I press my cheek against the window to keep cool and watch the vapor from my breath bloom and melt away.
Raindrops are as rare as snowflakes. No two are the same shape, or hold the same consistency of water. Snow is just frozen rain, after all. Rain is far more exciting, though, I think. You can't quite pack it into a six foot mound and stick a carrot into it, but you can sit by an open window, wrapped up in your favourite blanket, and watch it race down mountains, and you can listen to the rush of leaves in the wind as distant thunder breaks the sky.
We're due a big storm tonight. If dad's been nice enough to stock up on hot chocolate, it should turn out to be a perfect evening. And tomorrow morning, when the air is empty and damp, I'll take a lonely stroll down to the beach, where dogs roll around in muddy sand, and the sea smells like old John's chip shop. I'll take Adam; pry him off of his PlayStation for a few hours. He won't say no if I offer him ice cream.
A money spider scuttles up past my nose. I count seven legs. I stare at it for a while as it attempts to climb the vertical wall quaking at 60 miles an hour. Its friend is waiting further up. She must be getting bored. She's much bigger with legs twice the length of his, so he'll never catch up. Ditzy little creatures, they are.
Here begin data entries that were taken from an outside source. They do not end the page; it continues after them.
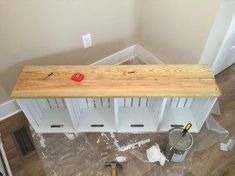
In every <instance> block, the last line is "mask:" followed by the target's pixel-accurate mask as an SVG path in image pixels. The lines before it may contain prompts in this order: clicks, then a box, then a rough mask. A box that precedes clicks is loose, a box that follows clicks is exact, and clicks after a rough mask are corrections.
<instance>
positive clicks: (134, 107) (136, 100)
mask: <svg viewBox="0 0 235 176" xmlns="http://www.w3.org/2000/svg"><path fill="white" fill-rule="evenodd" d="M139 103H140V98H133V99H132V107H134V108H137V107H139Z"/></svg>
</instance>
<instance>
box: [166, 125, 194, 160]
mask: <svg viewBox="0 0 235 176" xmlns="http://www.w3.org/2000/svg"><path fill="white" fill-rule="evenodd" d="M182 131H183V129H182V128H172V129H171V130H170V131H169V132H168V136H167V145H166V149H165V153H164V154H165V156H166V158H167V159H168V160H170V161H173V162H182V161H184V160H185V158H186V156H187V154H188V152H189V150H190V149H191V147H192V145H193V136H192V135H191V134H190V133H189V132H187V133H186V134H185V135H184V136H183V137H182V138H181V139H180V140H179V138H180V137H181V135H182ZM177 141H178V142H177ZM176 142H177V144H176ZM175 144H176V145H175ZM174 145H175V147H174V148H173V149H171V148H172V147H173V146H174Z"/></svg>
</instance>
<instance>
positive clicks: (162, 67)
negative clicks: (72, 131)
mask: <svg viewBox="0 0 235 176" xmlns="http://www.w3.org/2000/svg"><path fill="white" fill-rule="evenodd" d="M76 72H80V73H83V74H84V76H85V79H84V80H83V81H82V82H80V83H78V82H75V81H72V80H71V76H72V75H73V74H74V73H76ZM50 73H53V74H52V75H51V76H50V77H48V78H46V77H47V75H49V74H50ZM45 78H46V79H45ZM11 96H12V97H14V98H34V97H35V98H40V97H156V96H162V97H163V96H164V97H168V96H169V97H198V96H216V97H217V96H220V90H219V88H218V87H217V85H216V82H215V79H214V76H213V73H212V72H211V70H210V69H209V68H208V66H206V65H116V66H115V65H87V66H70V65H68V66H25V67H24V69H23V71H22V73H21V75H20V77H19V79H18V81H17V82H16V85H15V88H14V90H13V91H12V95H11Z"/></svg>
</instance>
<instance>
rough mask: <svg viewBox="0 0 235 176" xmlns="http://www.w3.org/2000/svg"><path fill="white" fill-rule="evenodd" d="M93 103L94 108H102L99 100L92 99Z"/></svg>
mask: <svg viewBox="0 0 235 176" xmlns="http://www.w3.org/2000/svg"><path fill="white" fill-rule="evenodd" d="M94 102H95V107H96V108H102V104H101V98H94Z"/></svg>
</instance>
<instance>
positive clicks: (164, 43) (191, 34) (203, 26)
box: [140, 0, 221, 64]
mask: <svg viewBox="0 0 235 176" xmlns="http://www.w3.org/2000/svg"><path fill="white" fill-rule="evenodd" d="M220 3H221V0H145V1H144V2H142V12H141V23H140V26H141V29H140V43H141V44H142V45H143V46H144V47H145V48H147V49H149V50H150V51H151V52H153V54H155V55H156V56H157V57H159V59H161V60H162V61H163V62H165V63H185V64H186V63H198V61H199V59H200V57H201V54H202V51H203V48H204V46H205V43H206V41H207V38H208V35H209V32H210V29H211V27H212V24H213V21H214V19H215V17H216V14H217V11H218V9H219V6H220Z"/></svg>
They're rumoured to bring good luck, but knowing mine I've probably got hundreds of them living in my hair.
Sadly, these fortune bearing arachnids have tricked me.
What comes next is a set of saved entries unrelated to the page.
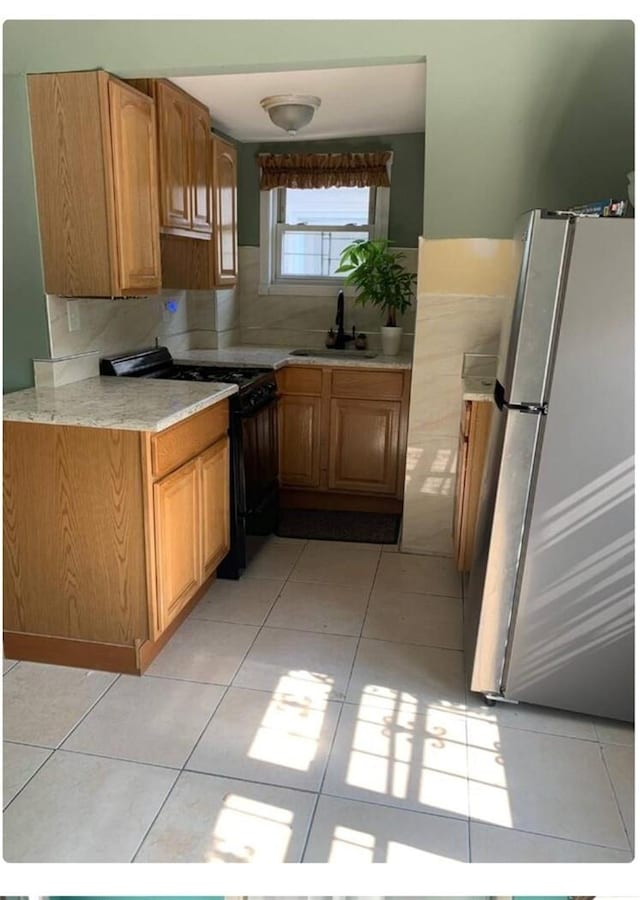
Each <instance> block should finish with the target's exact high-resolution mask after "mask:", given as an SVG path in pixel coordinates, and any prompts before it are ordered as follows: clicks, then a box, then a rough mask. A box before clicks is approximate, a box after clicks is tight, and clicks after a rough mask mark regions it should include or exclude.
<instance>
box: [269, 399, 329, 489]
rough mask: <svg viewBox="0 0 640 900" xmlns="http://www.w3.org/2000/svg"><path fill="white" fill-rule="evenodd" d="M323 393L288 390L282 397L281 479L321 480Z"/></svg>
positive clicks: (288, 482)
mask: <svg viewBox="0 0 640 900" xmlns="http://www.w3.org/2000/svg"><path fill="white" fill-rule="evenodd" d="M321 402H322V401H321V399H320V397H305V396H303V395H295V394H290V395H289V394H285V395H284V396H283V397H282V398H281V400H280V409H279V416H280V441H279V444H280V483H281V484H282V485H283V486H285V487H286V486H291V487H318V486H319V484H320V413H321Z"/></svg>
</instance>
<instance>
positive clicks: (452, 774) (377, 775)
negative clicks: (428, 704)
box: [345, 685, 468, 816]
I don't see the crash happen, but the sound of metal crushing metal at ten miles above the limit is unmistakable. The coach grinds to a complete stop, startling the sleeping passengers awake. We don't move for twenty minutes.
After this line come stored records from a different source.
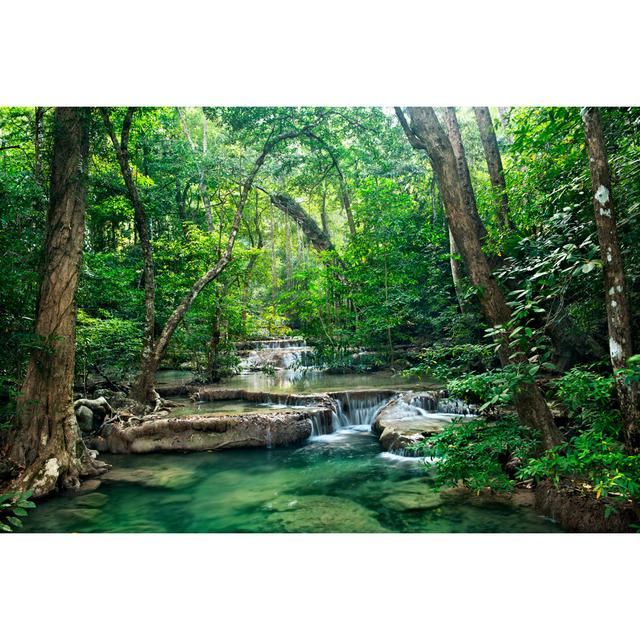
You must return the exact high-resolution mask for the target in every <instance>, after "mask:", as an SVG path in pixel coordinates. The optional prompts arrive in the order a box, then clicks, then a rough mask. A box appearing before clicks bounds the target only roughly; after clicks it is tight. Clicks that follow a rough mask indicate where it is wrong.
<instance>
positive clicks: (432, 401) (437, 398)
mask: <svg viewBox="0 0 640 640" xmlns="http://www.w3.org/2000/svg"><path fill="white" fill-rule="evenodd" d="M409 404H410V405H411V406H413V407H419V408H420V409H423V410H424V411H437V410H438V398H434V397H433V395H426V394H420V395H415V396H412V398H411V399H410V400H409Z"/></svg>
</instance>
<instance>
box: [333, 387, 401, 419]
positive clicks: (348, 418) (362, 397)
mask: <svg viewBox="0 0 640 640" xmlns="http://www.w3.org/2000/svg"><path fill="white" fill-rule="evenodd" d="M337 395H338V394H335V395H334V399H335V400H336V401H338V402H340V408H341V410H342V413H343V415H344V417H343V418H340V420H341V426H350V425H363V424H367V425H371V423H372V422H373V421H374V420H375V418H376V415H377V414H378V411H380V409H382V407H384V406H385V405H386V404H387V403H388V402H389V400H390V399H391V397H390V396H393V395H394V394H388V393H386V394H385V393H378V392H375V391H368V392H366V391H365V392H361V391H360V392H349V391H347V392H345V393H342V394H339V395H341V396H342V398H340V397H335V396H337ZM345 422H346V423H345Z"/></svg>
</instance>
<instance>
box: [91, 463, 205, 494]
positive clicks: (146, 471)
mask: <svg viewBox="0 0 640 640" xmlns="http://www.w3.org/2000/svg"><path fill="white" fill-rule="evenodd" d="M103 479H104V480H110V481H111V482H131V483H133V484H139V485H142V486H144V487H149V488H155V489H184V488H186V487H189V486H191V485H192V484H193V483H194V482H195V481H196V480H197V475H196V474H195V472H193V471H189V470H188V469H184V468H182V467H164V468H162V467H161V468H153V469H127V468H122V467H121V468H119V469H112V470H111V471H109V472H108V473H107V474H105V475H104V476H103Z"/></svg>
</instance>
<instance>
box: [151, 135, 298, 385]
mask: <svg viewBox="0 0 640 640" xmlns="http://www.w3.org/2000/svg"><path fill="white" fill-rule="evenodd" d="M299 135H301V133H300V132H298V131H289V132H286V133H282V134H280V135H278V136H276V137H275V138H271V139H269V140H267V142H266V143H265V144H264V147H263V149H262V153H261V154H260V155H259V156H258V158H257V159H256V161H255V162H254V164H253V167H252V169H251V172H250V173H249V175H248V177H247V178H246V180H245V181H244V182H243V184H242V187H241V190H240V199H239V202H238V207H237V209H236V213H235V216H234V218H233V223H232V225H231V232H230V234H229V238H228V240H227V246H226V249H225V251H224V253H223V254H222V256H221V257H220V259H219V260H218V262H217V263H216V264H215V266H214V267H212V268H211V269H209V271H207V273H205V274H204V275H203V276H202V277H201V278H199V279H198V280H197V281H196V282H195V283H194V284H193V286H192V287H191V290H190V291H189V292H188V293H187V294H186V295H185V296H184V298H183V299H182V301H181V302H180V304H179V305H178V306H177V307H176V308H175V309H174V311H173V313H172V314H171V315H170V316H169V319H168V320H167V323H166V324H165V326H164V328H163V330H162V333H161V334H160V337H159V338H158V340H157V342H156V345H155V349H154V352H153V357H152V361H151V362H152V364H153V366H154V376H155V370H156V369H157V368H158V365H159V363H160V360H161V359H162V356H163V355H164V352H165V351H166V349H167V346H168V345H169V341H170V340H171V337H172V336H173V334H174V332H175V330H176V329H177V328H178V325H179V324H180V323H181V322H182V319H183V318H184V316H185V314H186V313H187V311H189V309H190V308H191V305H192V304H193V301H194V300H195V299H196V298H197V297H198V294H199V293H200V292H201V291H202V289H204V287H206V286H207V285H208V284H209V283H210V282H212V281H213V280H215V279H216V278H217V277H218V276H219V275H220V274H221V273H222V272H223V271H224V270H225V269H226V267H227V265H228V264H229V263H230V262H231V255H232V252H233V246H234V244H235V241H236V236H237V235H238V229H239V227H240V221H241V220H242V214H243V212H244V208H245V205H246V203H247V198H248V197H249V192H250V191H251V189H252V187H253V181H254V180H255V177H256V175H257V174H258V171H259V170H260V168H261V167H262V165H263V164H264V162H265V160H266V159H267V156H268V155H269V154H270V153H271V151H272V150H273V148H274V147H275V146H276V145H277V144H278V143H280V142H282V141H283V140H290V139H292V138H297V137H298V136H299ZM150 391H152V392H153V393H155V392H154V391H153V387H151V388H150Z"/></svg>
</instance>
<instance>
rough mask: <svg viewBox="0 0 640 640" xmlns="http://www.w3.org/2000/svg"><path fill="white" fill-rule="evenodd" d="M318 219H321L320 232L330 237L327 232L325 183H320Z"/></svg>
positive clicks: (327, 223)
mask: <svg viewBox="0 0 640 640" xmlns="http://www.w3.org/2000/svg"><path fill="white" fill-rule="evenodd" d="M320 220H321V221H322V233H324V235H325V236H327V238H331V234H330V233H329V220H328V219H327V183H326V182H323V183H322V206H321V208H320Z"/></svg>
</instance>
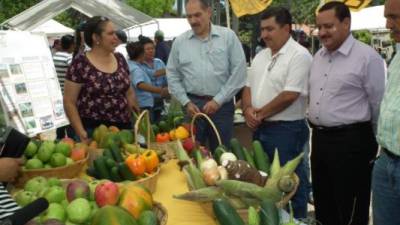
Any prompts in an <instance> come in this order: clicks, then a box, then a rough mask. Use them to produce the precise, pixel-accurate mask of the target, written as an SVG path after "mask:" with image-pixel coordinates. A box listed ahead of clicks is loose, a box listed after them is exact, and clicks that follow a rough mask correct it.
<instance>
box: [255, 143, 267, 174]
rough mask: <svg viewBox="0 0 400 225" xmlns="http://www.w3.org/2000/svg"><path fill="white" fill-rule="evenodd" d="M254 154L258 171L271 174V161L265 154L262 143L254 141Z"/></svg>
mask: <svg viewBox="0 0 400 225" xmlns="http://www.w3.org/2000/svg"><path fill="white" fill-rule="evenodd" d="M253 152H254V161H255V164H256V167H257V169H258V170H261V171H264V172H266V173H267V174H269V169H270V167H271V162H270V161H269V157H268V155H267V154H266V153H265V152H264V149H263V147H262V145H261V142H259V141H253Z"/></svg>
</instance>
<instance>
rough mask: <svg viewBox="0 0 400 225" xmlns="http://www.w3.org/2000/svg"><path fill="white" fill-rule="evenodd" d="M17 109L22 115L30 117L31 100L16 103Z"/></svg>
mask: <svg viewBox="0 0 400 225" xmlns="http://www.w3.org/2000/svg"><path fill="white" fill-rule="evenodd" d="M18 108H19V111H20V112H21V115H22V117H31V116H33V108H32V103H31V102H24V103H20V104H18Z"/></svg>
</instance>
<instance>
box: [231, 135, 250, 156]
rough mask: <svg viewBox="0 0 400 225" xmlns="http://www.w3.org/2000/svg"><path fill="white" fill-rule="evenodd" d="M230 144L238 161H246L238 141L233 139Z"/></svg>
mask: <svg viewBox="0 0 400 225" xmlns="http://www.w3.org/2000/svg"><path fill="white" fill-rule="evenodd" d="M230 144H231V148H232V152H233V154H235V155H236V157H237V158H238V159H241V160H246V159H245V157H244V153H243V150H242V146H241V145H240V143H239V141H238V139H236V138H232V139H231V141H230Z"/></svg>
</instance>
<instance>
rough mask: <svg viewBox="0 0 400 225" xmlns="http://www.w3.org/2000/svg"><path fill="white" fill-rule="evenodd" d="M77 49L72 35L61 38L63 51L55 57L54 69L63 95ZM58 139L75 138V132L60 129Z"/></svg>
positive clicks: (60, 127) (63, 36) (62, 37)
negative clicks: (67, 78)
mask: <svg viewBox="0 0 400 225" xmlns="http://www.w3.org/2000/svg"><path fill="white" fill-rule="evenodd" d="M74 49H75V40H74V36H72V35H64V36H62V37H61V50H60V51H58V52H56V53H55V54H54V55H53V62H54V67H55V68H56V72H57V78H58V83H60V88H61V93H62V94H63V95H64V81H65V74H66V73H67V70H68V67H69V65H70V64H71V61H72V52H73V51H74ZM56 134H57V139H58V140H59V139H62V138H64V137H65V136H68V137H73V135H74V132H73V130H72V127H71V126H70V125H66V126H63V127H59V128H57V130H56Z"/></svg>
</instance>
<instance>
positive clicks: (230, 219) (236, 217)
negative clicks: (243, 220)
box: [213, 198, 245, 225]
mask: <svg viewBox="0 0 400 225" xmlns="http://www.w3.org/2000/svg"><path fill="white" fill-rule="evenodd" d="M213 211H214V214H215V217H216V218H217V220H218V222H219V224H220V225H244V224H245V223H244V222H243V220H242V218H241V217H240V216H239V214H238V213H237V211H236V209H235V208H233V207H232V205H231V204H229V202H228V201H226V200H224V199H221V198H219V199H216V200H214V201H213Z"/></svg>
From his vantage point, the coach driver has a clear view of the accident. We're just a few hundred yards away, but not close enough to make out the damage. He tells us we're damn lucky; if we hadn't been delayed at Victoria due to a passenger's lost luggage, we would have been caught right in the middle of the collision.
Ambulances whizz past the bus, drowned in blue lights and wailing sirens. The situation is swiftly being dealt with, but I've seen the Final Destination movies enough times to know that the wreckage isn't going to be pretty. Naturally, everybody wants to see what happened; the hard shoulder is crammed with spectators, and men in police uniforms are trying to coax them back into their vehicles so that the rest of the emergency services can get through.
All these people want to see is pain. They want to revel in the knowledge that today, they escaped death by an inch. I will never understand the human fascination for witnessing innocent people suffer. I won't tolerate it.
Not long later, the traffic begins to move, albeit at a slow crawl. Fortunately, it doesn't take the coach long to pass by the wreckage. I try not to let my curiosity get the better of me as we weave between the two outer lanes, but I can't tear my eyes away from the rain flecked window.
A baby's chipped car seat lies bottom side up in the middle of the road. It looks brand new, though there is no baby nearby.
It's all I can stomach. I don't want to see the rest. I don't want to know.
The money spiders are gone. They fooled me well and truly. Fuck their fortune. It's just another word for greed.
Every night, we become oblivious to death. We sleep, and we forget how easy it is for our bodies to give up. We take chances, but we don't care for them. We take nothing for granted. We laugh off brushes with danger, thank God it wasn't me sitting in that totalled car.
"Thank God it wasn't me sitting in that totalled car."
"Thank God it wasn't my baby…
"My dad…
"My brother…
"My mother…
I manage to sleep, and somehow I start dreaming. I dream of an open front door and a porch with a filthy welcome mat. I am the young girl sitting on the bottom step, waiting for her parent's car to pull up in the driveway. A red car with a baby seat in the back, and a distraught father at the wheel who can't bring himself to look at the empty passenger seat beside him.